How Can A Startup Stay Afloat In Lean Times?

There is no such thing as instant growth, but there are things that can help


The path of a startup is never easy, with time and money being two resources that they often struggle with in their first two years. Not everyone is capable of generating profit instantly, but access to capital is critical for growth. Since investors may be there to support with funding, they can also add enormous pressure by asking for a good ROI which a startup may not provide fast enough.

One of the reasons why startups fail is that many are unaware that aside from venture capital, the government can also provide support and funding. With any business - small or large - there is little sense in waiting for a benefactor to offer help directly, so it's worth looking for options yourself.
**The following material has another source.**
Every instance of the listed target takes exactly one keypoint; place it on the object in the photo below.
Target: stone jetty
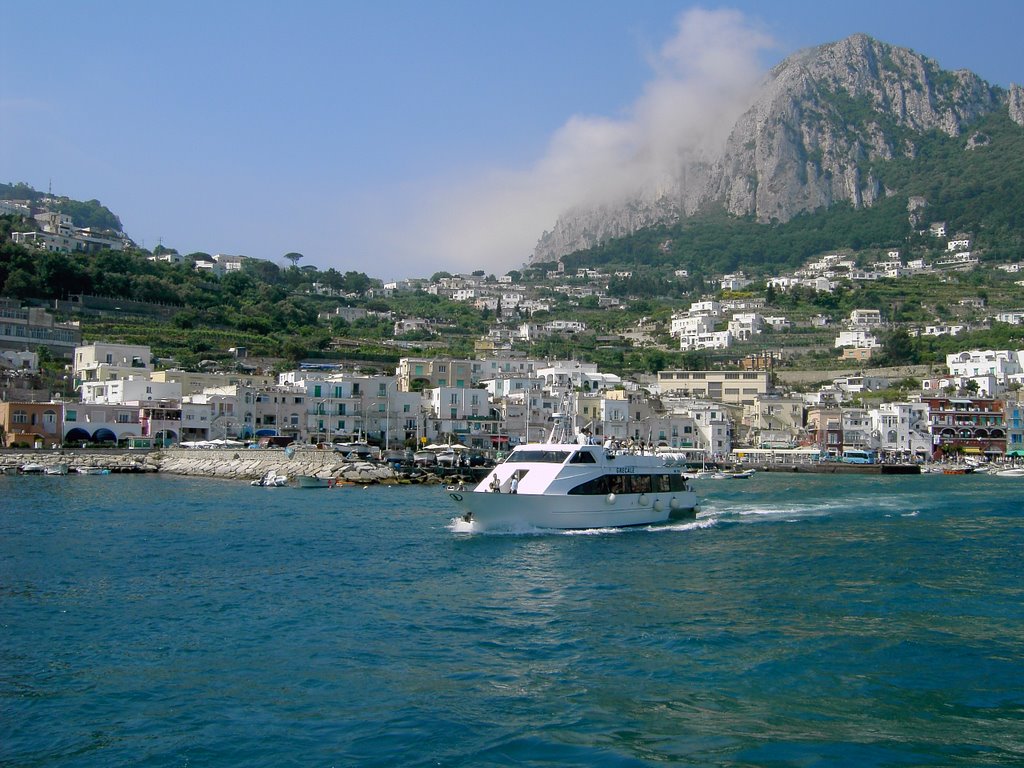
(242, 464)
(11, 461)
(236, 464)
So, how can a promising but poorly resourced startup stay afloat without investors and crowdsourcing?

One of the options is to try to benefit from R&D programs.

In the US, R&D incentive programs are available at all levels - federal, state, and local - these can be life-saving when promising startups generate little to no profit but have big ideas. The US Small Business Administration (SBA) alone offers several options, with the Small Business Innovative Research Grant Program (SBIR) and the Small Business Technology Transfer Grant Program (STTR) being amongst the most popular. Both programs are designed to stimulate the development of technological and biomedical fields to boost innovation in scientific, educational, and non-commercial sectors. In order to be eligible, a startup must meet specific (strict) requirements from the government such as revenue generating potential, meeting the core needs of the government in terms of the innovative value of their product, and that a company is collaborating with at least one non-profit research institution during the program.

For those who are not related to science or medicine, it can be useful to look at R&D tax credits. Thanks to the Protecting Americans from Tax Hikes Act 2015, from 2016, eligible small businesses whose gross profit is less than $5 million and who have been operating for less than 5 years can claim the R&D credit to reduce the employer's payroll tax liability. The Act is the result of the governmental strategy review towards young businesses, acknowledging that in the first few years, many startups are not capable of generating enough taxable revenue.

Eligibility for the tax credit is less strict than with the SBIR and the STTR incentive programs, which require collaboration with research institutions. However, in order to benefit from the tax credit, startups must demonstrate some exceptional knowledge of their product and business plan. Particularly, they must show the product development process, including all experimentation and prototyping. Even though the tax credit doesn't require a project to be a groundbreaking innovation, there must be proof that a new product either acts as an improved version of a conventional product or service, including performance, quality, design, or methodology.

However, startups must acknowledge that whether they work with institutional investors or incentive programs, ROI should always be the top of any agenda, as regardless of getting funding, without ROI every company will fail.